Las Vegas Sun

April 19, 2024

Line of Attack: Did Berkley blow taxpayer dollars on an extravagant trip to Europe?

Editor’s note: Line of Attack is a weekly feature in which we parse a political attack, looking at the strategy behind it, how the campaign is delivering it and what facts support or refute it. We’ll assign it a rating on the fairness meter: Legit, Eye Roll, Guffaw, Laughable or Outrageous.

Attack: Millionaire Shelley Berkley flits around Europe, shopping, drinking Champagne and going to the opera while sticking taxpayers with the bill.

Method of delivery:This new ad from the National Republican Senatorial Committee features comical cartoons and depictions of Berkley.

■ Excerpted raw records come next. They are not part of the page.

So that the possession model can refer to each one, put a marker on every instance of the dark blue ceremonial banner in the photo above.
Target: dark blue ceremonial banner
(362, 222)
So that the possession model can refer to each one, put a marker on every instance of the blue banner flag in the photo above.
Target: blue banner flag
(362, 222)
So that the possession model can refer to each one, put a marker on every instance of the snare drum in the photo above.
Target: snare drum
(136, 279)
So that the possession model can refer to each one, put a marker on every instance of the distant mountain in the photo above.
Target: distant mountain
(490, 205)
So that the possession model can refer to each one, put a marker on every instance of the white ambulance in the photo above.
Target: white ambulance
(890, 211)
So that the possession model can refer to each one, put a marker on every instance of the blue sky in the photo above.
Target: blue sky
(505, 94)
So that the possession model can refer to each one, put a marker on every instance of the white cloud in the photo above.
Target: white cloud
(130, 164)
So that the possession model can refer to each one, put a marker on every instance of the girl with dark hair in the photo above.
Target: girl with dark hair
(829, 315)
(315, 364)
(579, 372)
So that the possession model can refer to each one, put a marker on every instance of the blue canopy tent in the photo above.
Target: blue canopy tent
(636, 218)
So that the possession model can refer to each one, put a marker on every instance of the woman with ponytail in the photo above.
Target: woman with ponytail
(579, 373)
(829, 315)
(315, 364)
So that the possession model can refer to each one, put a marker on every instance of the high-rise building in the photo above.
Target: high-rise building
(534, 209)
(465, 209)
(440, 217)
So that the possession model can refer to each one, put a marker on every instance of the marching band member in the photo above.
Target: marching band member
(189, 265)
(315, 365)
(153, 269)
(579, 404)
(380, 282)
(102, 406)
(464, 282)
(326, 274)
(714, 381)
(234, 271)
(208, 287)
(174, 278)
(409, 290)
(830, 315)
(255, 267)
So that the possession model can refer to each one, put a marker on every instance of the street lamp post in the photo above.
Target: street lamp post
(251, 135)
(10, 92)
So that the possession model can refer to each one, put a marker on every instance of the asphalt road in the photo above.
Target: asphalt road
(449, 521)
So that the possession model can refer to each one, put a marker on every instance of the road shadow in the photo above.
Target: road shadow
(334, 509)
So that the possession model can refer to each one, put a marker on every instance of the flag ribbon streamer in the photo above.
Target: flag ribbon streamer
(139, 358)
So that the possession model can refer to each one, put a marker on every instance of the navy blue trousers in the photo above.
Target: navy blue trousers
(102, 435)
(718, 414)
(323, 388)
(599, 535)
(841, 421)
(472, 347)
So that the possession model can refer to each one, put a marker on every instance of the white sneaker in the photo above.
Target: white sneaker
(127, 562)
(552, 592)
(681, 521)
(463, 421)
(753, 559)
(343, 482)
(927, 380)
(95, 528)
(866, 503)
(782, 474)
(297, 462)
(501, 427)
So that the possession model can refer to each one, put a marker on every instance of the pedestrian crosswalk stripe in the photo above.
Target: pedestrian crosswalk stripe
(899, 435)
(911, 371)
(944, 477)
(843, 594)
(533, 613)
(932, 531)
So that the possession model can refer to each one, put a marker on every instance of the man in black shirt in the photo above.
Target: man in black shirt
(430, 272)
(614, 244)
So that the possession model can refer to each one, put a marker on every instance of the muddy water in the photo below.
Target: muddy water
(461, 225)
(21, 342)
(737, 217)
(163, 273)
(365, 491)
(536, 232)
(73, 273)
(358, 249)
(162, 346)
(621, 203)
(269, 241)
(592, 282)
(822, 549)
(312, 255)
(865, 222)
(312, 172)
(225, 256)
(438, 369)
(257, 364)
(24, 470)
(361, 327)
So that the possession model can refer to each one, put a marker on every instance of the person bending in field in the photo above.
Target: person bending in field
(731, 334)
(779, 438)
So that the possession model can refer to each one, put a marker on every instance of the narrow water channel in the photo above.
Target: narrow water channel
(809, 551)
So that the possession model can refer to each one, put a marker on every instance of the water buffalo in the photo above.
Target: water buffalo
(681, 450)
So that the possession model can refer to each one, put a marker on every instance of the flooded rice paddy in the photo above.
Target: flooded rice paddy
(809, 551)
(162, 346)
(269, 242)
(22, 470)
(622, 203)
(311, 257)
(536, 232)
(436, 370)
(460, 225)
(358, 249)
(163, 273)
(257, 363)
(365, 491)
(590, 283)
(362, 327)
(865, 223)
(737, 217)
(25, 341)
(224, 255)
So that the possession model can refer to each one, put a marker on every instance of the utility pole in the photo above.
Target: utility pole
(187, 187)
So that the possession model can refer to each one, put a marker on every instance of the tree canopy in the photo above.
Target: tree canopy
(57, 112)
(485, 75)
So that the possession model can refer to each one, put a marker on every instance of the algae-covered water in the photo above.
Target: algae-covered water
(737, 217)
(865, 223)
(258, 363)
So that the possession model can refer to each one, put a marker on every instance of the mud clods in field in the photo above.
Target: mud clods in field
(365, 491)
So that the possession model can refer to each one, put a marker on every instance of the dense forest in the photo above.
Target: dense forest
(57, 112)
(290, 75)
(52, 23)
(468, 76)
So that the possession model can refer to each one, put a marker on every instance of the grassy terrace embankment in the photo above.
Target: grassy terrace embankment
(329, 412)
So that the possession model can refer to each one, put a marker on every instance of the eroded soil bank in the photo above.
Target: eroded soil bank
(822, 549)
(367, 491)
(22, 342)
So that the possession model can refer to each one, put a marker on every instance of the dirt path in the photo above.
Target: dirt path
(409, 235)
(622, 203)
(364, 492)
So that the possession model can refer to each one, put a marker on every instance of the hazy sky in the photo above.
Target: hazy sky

Strategy: Republicans have already laid the groundwork for convincing voters that Berkley has tried to enrich her family through the policies she advocated in Congress—charges the House ethics committee is looking into and that she vehemently denies. So painting her as a millionaire who is capricious with tax dollars plays into that wheelhouse.

Fairness meter: As with most of ads, there is an element of truth to this attack. Berkley and her family are indeed rich. One of the richest members of Congress, even. But that on its own doesn’t make her ineligible for office. (Mitt Romney would be in a heap of trouble if that were the case.)

The more serious charge relates to a 2008 trip Berkley and her husband took to Slovenia and Italy.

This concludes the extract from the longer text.